Morons. Profits allow you to do things like remodel, expand, maintain equipment, replace equipment and ensure employees are paid.

David in Cal | July 7, 2017 at 12:24 pm

In fairness, they have existed for 40 years, so they must be doing a lot of things right.

    My completely wild guess would be, in the beginning they were non-profit, not “anti-profit”. There’s a world of difference.

    For non-profits, any surplus funds go to improve the business (remodel, expand, maintain, etc.), a rebate for members (if they have memberships), or lower prices. The idea is to keep the doors open but break even overall.
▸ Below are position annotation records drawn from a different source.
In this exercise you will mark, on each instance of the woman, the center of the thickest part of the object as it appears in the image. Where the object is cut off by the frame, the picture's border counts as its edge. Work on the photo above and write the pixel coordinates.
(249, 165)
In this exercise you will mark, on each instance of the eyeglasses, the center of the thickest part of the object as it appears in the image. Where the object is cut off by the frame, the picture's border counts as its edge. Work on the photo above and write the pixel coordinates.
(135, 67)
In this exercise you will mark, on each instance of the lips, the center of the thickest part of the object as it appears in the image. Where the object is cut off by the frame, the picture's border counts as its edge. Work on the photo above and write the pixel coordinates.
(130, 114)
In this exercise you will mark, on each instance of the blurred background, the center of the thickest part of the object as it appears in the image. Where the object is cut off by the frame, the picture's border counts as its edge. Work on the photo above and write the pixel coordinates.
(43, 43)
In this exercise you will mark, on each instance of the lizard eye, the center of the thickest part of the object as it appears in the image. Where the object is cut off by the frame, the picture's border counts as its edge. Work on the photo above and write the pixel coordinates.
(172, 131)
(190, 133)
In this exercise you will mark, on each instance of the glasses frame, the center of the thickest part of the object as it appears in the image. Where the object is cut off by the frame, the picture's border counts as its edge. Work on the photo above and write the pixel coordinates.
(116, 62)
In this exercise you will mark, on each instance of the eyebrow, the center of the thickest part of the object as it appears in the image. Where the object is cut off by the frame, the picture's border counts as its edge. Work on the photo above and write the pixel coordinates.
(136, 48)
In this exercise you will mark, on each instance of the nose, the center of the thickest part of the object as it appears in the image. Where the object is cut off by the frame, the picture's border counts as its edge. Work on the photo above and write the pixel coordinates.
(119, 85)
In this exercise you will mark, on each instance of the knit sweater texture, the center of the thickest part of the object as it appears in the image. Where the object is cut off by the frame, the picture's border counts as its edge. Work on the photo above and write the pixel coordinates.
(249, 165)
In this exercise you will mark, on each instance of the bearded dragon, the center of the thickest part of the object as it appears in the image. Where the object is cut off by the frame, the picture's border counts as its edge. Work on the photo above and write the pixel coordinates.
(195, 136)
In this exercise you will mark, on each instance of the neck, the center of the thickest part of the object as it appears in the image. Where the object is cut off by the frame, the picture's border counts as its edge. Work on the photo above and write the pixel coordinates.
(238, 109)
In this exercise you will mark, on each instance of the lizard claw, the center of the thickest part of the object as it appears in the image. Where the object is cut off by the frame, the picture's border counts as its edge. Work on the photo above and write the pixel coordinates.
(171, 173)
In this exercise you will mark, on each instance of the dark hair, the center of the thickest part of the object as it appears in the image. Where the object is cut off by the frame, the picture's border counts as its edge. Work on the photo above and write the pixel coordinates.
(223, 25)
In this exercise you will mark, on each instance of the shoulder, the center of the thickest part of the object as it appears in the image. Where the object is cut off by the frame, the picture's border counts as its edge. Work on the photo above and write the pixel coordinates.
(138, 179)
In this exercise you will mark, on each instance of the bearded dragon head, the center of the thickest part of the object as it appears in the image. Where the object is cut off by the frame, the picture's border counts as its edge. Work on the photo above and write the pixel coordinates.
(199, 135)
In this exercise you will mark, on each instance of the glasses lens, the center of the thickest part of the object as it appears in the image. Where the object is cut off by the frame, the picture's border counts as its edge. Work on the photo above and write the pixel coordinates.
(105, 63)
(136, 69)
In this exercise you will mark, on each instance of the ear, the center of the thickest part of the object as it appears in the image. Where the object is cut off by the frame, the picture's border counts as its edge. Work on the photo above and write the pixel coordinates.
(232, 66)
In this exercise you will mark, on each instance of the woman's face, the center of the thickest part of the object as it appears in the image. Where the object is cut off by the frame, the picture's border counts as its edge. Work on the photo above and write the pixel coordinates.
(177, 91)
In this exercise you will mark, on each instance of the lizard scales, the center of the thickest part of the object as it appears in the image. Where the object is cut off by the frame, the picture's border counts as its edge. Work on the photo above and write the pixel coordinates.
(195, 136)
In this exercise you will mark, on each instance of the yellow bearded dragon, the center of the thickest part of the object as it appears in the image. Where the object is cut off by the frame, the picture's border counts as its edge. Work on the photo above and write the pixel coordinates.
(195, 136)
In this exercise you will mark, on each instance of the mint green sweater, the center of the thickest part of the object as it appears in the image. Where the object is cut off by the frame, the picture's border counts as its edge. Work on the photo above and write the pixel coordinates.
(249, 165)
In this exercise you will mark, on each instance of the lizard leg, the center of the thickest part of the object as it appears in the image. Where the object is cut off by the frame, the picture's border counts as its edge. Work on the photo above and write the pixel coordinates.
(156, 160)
    My guess would be they transitioned (probably under a different management) to an anti-profit at some point. Anti-profits are so scared of — or ideologically opposed to — making money that they tend to deliberately operate firmly in the red, and rely on donations to keep it running. Unfortunately, if their facilities are sub-standard or stuff breaks, donations are slim, so they can’t make improvements or repairs, so facilities become more sub-standard, so donations become more slim….

    People will overlook ideology and pay more elsewhere — even *gasp!* contribute to the profit-driven capitalists! — if they can get better facilities or better service. Shocker, I know.

    You can run a successful long-term business as a non-profit, but an anti-profit is, by definition, a death spiral.

    Anyway, that’s my guess.

Perhaps it is failing because no one can stand the taste of socialism.